As it’s St Nicholas Day on December 6th in Slovakia or ‘Mikuláš’ in Slovak, let’s look at their take on the Christmas tradition!
On Mikuláš day, children in Slovakia receive fruit and sweets in their shoes which our Saint Nick character fills the night before, alongside an angel and a devil who can tell whether you’ve been good or bad! Sound a tad familiar?
Other Slovak traditions like keeping a live fish on Christmas Eve then eating it the next day might not be everyone’s choice way to celebrate the holiday of giving, but a hot mulled drink is certainly more palatable.
Every culture has a different approach to Christmas, but one thing that we all agree on is a good ol’ Christmas Market with lots of sweet treats and mulled drinks.
These are delicious potato pancakes, and you will see them at every other food stall in a Slovak market. They can be sweet or savoury. The most popular savoury options are cabbage and sausage filled pancakes or filled with Slovak cheese ‘Bryndza’. This old sweet tooth though loves the chocolate, Nutella and nuts fillings. Dinner could always be one savoury and one sweet option….

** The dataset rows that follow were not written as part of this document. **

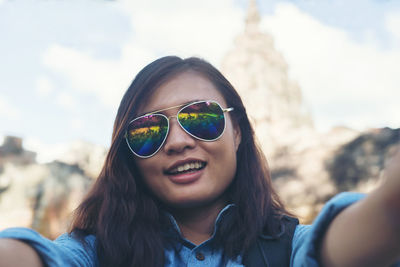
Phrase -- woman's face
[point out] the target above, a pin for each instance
(197, 187)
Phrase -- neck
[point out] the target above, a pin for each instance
(197, 224)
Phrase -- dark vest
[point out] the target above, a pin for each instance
(270, 251)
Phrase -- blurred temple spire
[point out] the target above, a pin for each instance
(253, 17)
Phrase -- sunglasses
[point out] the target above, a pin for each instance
(204, 120)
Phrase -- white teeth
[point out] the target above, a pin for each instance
(187, 166)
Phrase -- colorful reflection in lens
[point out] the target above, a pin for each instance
(204, 120)
(146, 134)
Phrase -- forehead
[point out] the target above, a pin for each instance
(182, 88)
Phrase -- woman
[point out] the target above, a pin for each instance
(184, 184)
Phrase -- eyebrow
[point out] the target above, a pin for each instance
(177, 106)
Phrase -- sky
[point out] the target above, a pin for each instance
(65, 64)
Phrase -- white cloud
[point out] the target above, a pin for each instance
(206, 29)
(358, 80)
(392, 23)
(44, 86)
(8, 110)
(203, 28)
(105, 79)
(76, 123)
(66, 100)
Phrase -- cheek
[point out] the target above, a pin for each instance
(148, 172)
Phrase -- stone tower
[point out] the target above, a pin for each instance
(259, 72)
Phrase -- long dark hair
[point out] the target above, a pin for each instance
(129, 223)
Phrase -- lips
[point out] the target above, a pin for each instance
(185, 166)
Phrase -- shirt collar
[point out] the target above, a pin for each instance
(222, 215)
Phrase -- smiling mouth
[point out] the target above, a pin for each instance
(186, 168)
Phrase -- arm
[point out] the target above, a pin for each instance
(14, 253)
(368, 232)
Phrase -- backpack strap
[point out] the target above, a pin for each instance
(271, 251)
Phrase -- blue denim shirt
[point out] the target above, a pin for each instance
(68, 251)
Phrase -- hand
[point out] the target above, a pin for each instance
(391, 185)
(14, 253)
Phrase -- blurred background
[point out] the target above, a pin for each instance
(320, 80)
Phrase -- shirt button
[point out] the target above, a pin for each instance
(200, 256)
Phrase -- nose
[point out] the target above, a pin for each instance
(178, 140)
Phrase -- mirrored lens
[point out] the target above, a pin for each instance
(147, 134)
(204, 120)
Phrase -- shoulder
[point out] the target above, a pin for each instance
(66, 250)
(306, 239)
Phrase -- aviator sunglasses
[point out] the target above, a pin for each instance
(204, 120)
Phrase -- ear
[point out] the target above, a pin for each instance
(237, 135)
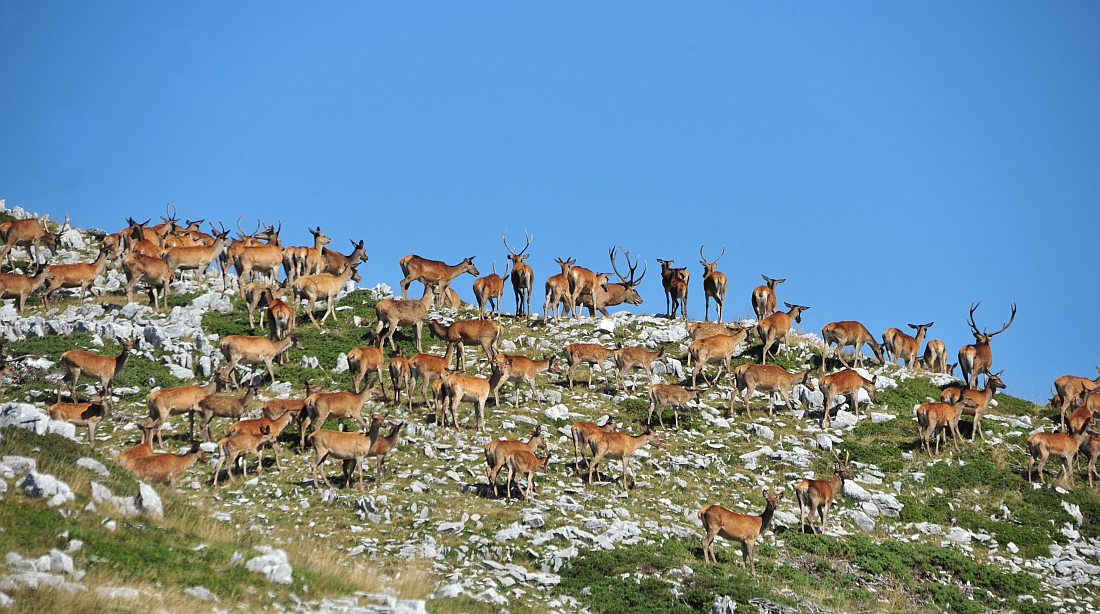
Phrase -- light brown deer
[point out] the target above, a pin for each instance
(402, 311)
(618, 446)
(461, 332)
(363, 360)
(81, 275)
(767, 377)
(334, 262)
(815, 496)
(323, 285)
(629, 360)
(585, 353)
(848, 332)
(498, 451)
(776, 327)
(516, 369)
(458, 388)
(903, 347)
(166, 469)
(88, 415)
(738, 527)
(105, 369)
(523, 276)
(234, 447)
(978, 359)
(21, 286)
(253, 350)
(713, 350)
(1043, 445)
(714, 283)
(763, 297)
(846, 383)
(666, 395)
(980, 399)
(433, 273)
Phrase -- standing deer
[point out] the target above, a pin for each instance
(776, 327)
(714, 283)
(815, 496)
(739, 527)
(977, 359)
(763, 297)
(848, 332)
(523, 276)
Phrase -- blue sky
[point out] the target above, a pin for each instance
(892, 160)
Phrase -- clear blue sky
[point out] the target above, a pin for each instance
(892, 160)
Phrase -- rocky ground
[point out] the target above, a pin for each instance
(961, 530)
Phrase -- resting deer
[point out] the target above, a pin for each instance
(763, 297)
(978, 359)
(815, 496)
(768, 377)
(523, 276)
(776, 327)
(714, 283)
(739, 527)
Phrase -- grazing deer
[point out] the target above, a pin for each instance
(498, 451)
(520, 464)
(664, 395)
(846, 383)
(523, 276)
(153, 272)
(433, 273)
(979, 399)
(763, 297)
(618, 446)
(714, 283)
(298, 261)
(175, 401)
(585, 353)
(233, 447)
(739, 527)
(80, 414)
(74, 276)
(629, 360)
(581, 432)
(334, 262)
(252, 350)
(815, 496)
(902, 347)
(672, 275)
(516, 369)
(1042, 445)
(458, 388)
(339, 405)
(30, 232)
(557, 288)
(776, 327)
(223, 406)
(712, 350)
(490, 289)
(426, 368)
(94, 365)
(327, 286)
(848, 332)
(21, 286)
(461, 332)
(402, 311)
(197, 258)
(768, 377)
(165, 469)
(977, 359)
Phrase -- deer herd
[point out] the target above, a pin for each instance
(154, 256)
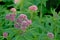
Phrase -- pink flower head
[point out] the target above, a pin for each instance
(13, 10)
(33, 8)
(50, 35)
(19, 21)
(16, 25)
(10, 17)
(24, 24)
(29, 22)
(23, 28)
(16, 1)
(22, 16)
(5, 34)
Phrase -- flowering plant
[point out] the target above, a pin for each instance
(29, 20)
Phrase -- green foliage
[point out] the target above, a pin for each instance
(40, 25)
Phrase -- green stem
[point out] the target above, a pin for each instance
(41, 11)
(31, 15)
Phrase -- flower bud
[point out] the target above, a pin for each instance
(22, 16)
(16, 25)
(5, 34)
(33, 8)
(13, 10)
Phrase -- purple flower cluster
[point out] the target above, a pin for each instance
(11, 17)
(22, 22)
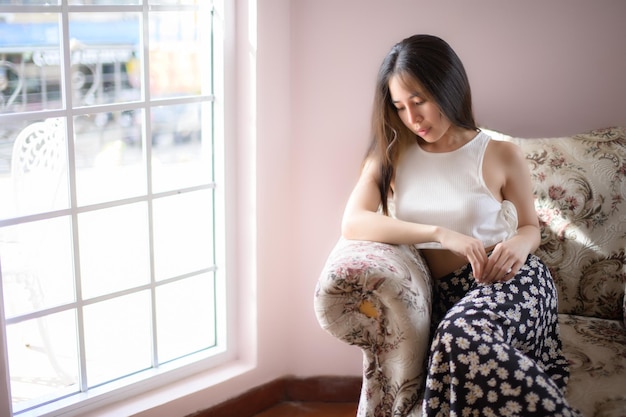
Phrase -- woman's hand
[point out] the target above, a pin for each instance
(507, 258)
(468, 247)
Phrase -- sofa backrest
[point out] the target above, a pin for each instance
(580, 197)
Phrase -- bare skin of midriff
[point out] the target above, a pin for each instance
(441, 262)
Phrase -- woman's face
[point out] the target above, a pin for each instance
(417, 110)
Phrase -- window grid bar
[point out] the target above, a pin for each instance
(99, 206)
(68, 112)
(94, 300)
(145, 83)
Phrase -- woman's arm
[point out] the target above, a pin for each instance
(510, 164)
(362, 221)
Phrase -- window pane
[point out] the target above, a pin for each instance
(37, 270)
(114, 253)
(30, 75)
(43, 359)
(183, 234)
(105, 58)
(109, 156)
(176, 54)
(117, 337)
(185, 317)
(37, 156)
(30, 2)
(105, 2)
(181, 153)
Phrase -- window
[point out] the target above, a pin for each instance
(110, 223)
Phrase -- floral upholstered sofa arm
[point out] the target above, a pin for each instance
(377, 296)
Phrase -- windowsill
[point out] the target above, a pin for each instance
(176, 399)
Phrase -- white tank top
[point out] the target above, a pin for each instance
(448, 190)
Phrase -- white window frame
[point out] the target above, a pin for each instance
(225, 232)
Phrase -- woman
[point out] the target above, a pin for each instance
(467, 202)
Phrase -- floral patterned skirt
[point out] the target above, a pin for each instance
(496, 349)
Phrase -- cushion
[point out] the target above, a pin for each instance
(580, 189)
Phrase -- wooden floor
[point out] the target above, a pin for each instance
(308, 409)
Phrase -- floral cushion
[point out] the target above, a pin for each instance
(596, 351)
(377, 296)
(580, 189)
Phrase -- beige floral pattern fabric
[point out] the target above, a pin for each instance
(394, 281)
(378, 296)
(580, 189)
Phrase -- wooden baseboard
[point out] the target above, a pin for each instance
(313, 389)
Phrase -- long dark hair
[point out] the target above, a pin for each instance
(430, 61)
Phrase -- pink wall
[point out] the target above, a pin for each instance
(537, 68)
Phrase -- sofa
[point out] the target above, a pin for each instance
(377, 296)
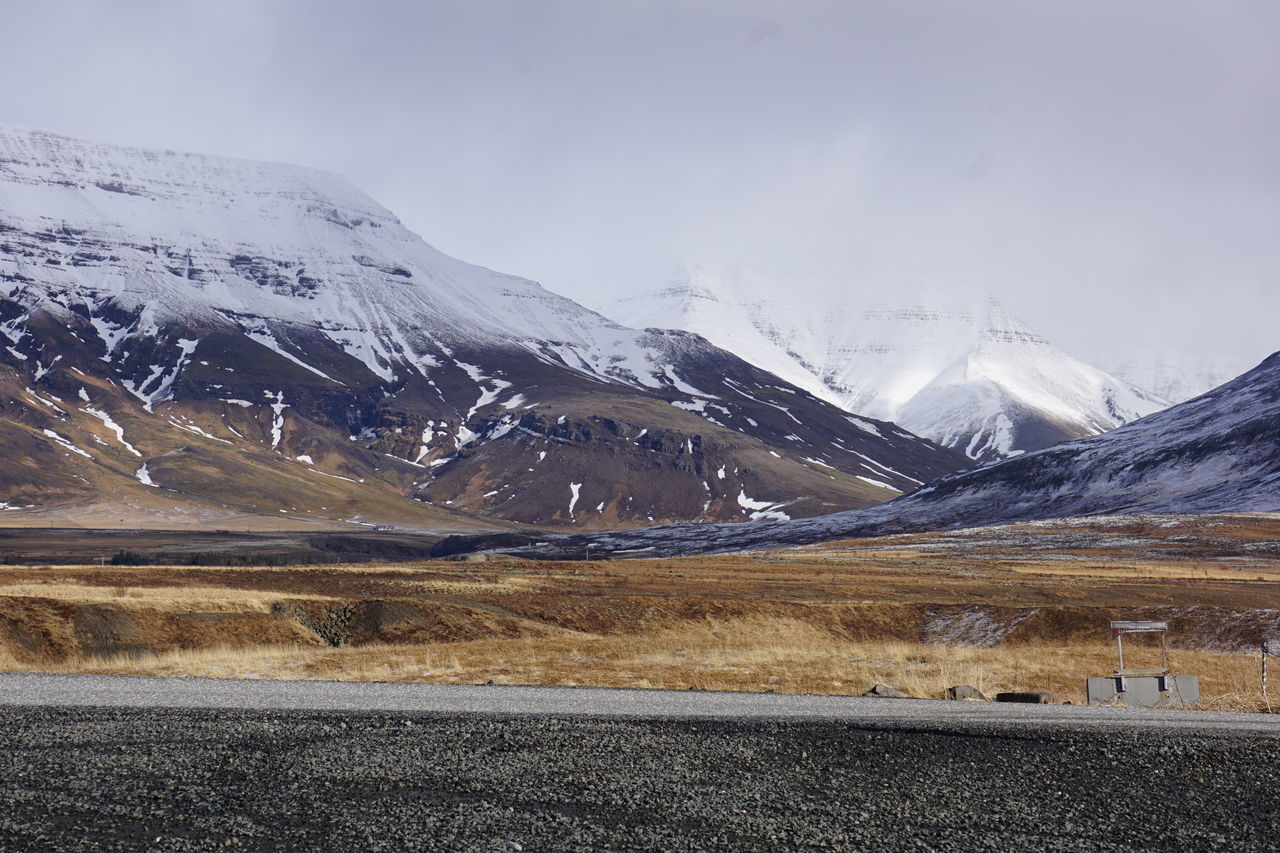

This is a meat roll, usually filled with chicken or pork, mustard and grilled onions and is extremely popular at a Slovak Christmas market. It literally translates as a gypsy roast but is in fact just a variation on a burger.
Keeping it simple, this is a grilled sausage that is normally served with mustard, and some bread. In Poland it would be referred to as Kielbasa.
This must be everyone’s favourite at any Central/Eastern European Christmas market… You may know it as Chimney Cake. This sweet pastry twisted around a wooden stick and coated in cinnamon, cocoa, vanilla or nuts is just heaven.
These are incredibly lovely, as something to eat at the market and as gifts. They are ginger bread biscuits that are decorated with pictures and baked in seasonal shapes
Now you will see a big crossover between Austrian and German and Hungarian influences as all countries share a common history at one point or another. The Strudel is one such crossover. Having not tried all strudel options the most common flavours are cream cheese and cherry, apple and nuts and cherry.
Honey wine or mead is a traditional alcoholic tipple you probably only ever see at Christmas markets. You’ll find it in Slovak markets under the name ‘medovina’ (honey wine) or Včelovina which has an even stronger honey taste. They come in different flavours too, cherry is a particular favourite. They are sweet and will certainly warm you up on a nippy winter’s day.
You might have guessed this is otherwise known as ‘Punch’ and it can either be an alcoholic or non-alcoholic hot drink, but it is always served with fruit and spices. There are so many different combinations of flavours – our new favourite is elderflower and mint! It doesn’t have the overwhelming sweetness of mead, making it a bit more of a crowd pleaser.
The pinnacle of hot beverages at Christmas markets is mulled wine. You’ll see it at every Slovak market and it doesn’t always need to be red, it can be white wine too, and served with fruits and cinnamon/star anise. Another little extra tip is to try a hot blackcurrant wine, which is a Slovak speciality and delicious!